The other thing that’s changed is my understanding of myself as a writer–not just someone who writes, but someone who is interested in the writing profession. When I had that rough sophomore fall, I wasn’t seriously considering what it’d be like to be a paid writer–I was wondering if I had it in my soul to be a writer, if I felt deeply enough, if I trusted myself and had the potential for emotional virtuosity that I thought the great literary writers had. (I was also bent on a ridiculous standard of comparison.) Now I’ve had several paid writing and editing gigs, and I see my writing as something I approach as a professional oftentimes. The writing process is one of deep thought, fiddling and rewriting, organizing and arranging and making countless decisions about word choice and structure. It’s about being a technician with words–and even when the topic is deeply personal or emotional, the writing process itself gives me space and distance to process those feelings without being overwhelmed. The conversations I have with others trying to be writers are about craft, where to submit to, good topics to pick up, blogs to follow–making writing an everyday part of life, managing its emotional side. As I’ve grown into myself as a writer, and started identifying as a writer and not “an aspiring writer” or somesuch, I’ve absolved myself from the requirement that writers be wise or struggling or specially tuned to humanity. In an important sense, writing is just another thing I do–and with that perspective has come a returned sense of play, of the kind of wonder and discovery I’m accustomed to from science. And so much less angst!

Alongside that–I work with artists at my job now. It’s easy to see that a lot of young artists just don’t take themselves seriously as artists and professionals: they won’t show up, or they won’t be professional in their communication or how they manage things. But I’m also close with a lot of artists who are consummate professionals now, and I’ve heard how the “what you been up to?” conversation goes–the most common answer? “You know, just working.” Most of us who want to be artists (including writers) are doing just that–working a lot, producing a lot, trying to find ways to make it work. No great wisdom about anything.

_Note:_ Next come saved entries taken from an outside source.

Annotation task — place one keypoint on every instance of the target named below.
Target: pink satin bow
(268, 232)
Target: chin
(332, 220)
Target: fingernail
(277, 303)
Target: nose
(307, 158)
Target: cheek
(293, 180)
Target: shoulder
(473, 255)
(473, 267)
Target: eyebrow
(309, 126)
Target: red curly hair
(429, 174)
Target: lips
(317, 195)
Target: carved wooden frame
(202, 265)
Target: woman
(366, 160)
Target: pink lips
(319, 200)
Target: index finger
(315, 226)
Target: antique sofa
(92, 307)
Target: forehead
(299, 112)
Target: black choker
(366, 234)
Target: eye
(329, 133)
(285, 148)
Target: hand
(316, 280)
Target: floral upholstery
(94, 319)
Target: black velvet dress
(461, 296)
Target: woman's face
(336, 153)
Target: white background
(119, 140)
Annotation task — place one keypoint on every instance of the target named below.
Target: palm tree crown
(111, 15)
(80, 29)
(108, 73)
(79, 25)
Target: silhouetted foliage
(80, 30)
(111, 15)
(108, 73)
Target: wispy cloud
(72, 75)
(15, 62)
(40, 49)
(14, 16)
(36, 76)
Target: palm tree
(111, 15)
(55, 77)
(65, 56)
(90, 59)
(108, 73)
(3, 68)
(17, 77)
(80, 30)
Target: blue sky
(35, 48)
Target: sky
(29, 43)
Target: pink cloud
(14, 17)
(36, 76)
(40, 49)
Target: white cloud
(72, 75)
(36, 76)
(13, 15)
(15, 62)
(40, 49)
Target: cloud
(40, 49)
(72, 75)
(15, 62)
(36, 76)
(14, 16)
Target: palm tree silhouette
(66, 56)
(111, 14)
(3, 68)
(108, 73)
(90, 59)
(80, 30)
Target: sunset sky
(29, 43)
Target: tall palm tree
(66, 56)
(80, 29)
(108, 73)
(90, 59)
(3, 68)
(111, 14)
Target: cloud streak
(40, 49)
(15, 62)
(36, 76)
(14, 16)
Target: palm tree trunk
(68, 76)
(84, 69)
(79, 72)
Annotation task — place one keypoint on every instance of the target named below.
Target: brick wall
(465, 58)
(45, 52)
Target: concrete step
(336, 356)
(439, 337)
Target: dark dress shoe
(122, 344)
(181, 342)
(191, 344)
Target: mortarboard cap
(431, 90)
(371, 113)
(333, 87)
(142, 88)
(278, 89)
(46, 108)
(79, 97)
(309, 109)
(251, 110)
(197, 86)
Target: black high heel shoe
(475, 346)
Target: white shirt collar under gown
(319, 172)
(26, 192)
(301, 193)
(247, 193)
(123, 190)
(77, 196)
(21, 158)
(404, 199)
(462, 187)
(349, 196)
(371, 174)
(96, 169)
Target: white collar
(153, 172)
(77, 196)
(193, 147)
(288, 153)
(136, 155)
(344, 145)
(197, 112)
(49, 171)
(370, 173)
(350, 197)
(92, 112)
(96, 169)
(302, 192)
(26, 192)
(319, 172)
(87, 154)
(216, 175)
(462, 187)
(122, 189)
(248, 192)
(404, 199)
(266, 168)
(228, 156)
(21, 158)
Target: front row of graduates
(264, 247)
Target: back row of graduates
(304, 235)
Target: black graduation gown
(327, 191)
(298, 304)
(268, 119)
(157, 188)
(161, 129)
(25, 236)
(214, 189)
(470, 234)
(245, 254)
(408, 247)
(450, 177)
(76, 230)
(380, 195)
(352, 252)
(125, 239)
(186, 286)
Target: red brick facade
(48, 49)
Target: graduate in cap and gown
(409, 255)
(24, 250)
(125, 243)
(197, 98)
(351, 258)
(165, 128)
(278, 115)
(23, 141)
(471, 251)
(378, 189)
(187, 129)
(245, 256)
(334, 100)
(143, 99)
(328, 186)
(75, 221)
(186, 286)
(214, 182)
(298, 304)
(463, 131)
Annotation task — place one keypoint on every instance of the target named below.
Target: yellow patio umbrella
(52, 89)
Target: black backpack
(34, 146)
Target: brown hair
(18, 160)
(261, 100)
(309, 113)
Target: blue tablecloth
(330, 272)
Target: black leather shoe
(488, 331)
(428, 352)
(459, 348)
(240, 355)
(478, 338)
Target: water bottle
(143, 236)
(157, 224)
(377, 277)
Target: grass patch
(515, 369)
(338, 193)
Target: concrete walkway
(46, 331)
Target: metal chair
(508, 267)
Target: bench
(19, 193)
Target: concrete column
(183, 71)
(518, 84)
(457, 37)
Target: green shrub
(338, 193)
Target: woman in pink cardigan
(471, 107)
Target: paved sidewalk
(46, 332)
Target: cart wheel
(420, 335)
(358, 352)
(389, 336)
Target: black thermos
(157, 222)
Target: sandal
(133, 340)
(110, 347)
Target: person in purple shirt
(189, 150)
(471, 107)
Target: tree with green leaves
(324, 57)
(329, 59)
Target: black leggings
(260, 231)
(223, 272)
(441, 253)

Just muddling through.

Speaking of getting involved in writing communities, I’m going to start putting up more related blog links and things I’m reading–I do see this blog shifting more towards a discussion of the ground between arts/writing and sciences, and I’m happy with that shift, so I’m going to run with it.

Here’s a fascinating blog I’ve spent the morning reading the backlog from: http://celebrating-science.blogspot.com/. It’s from a writer with a residency at Durham among scientists. Lots interesting there about how writing and science are both driven by the process of asking questions, for a future discussion.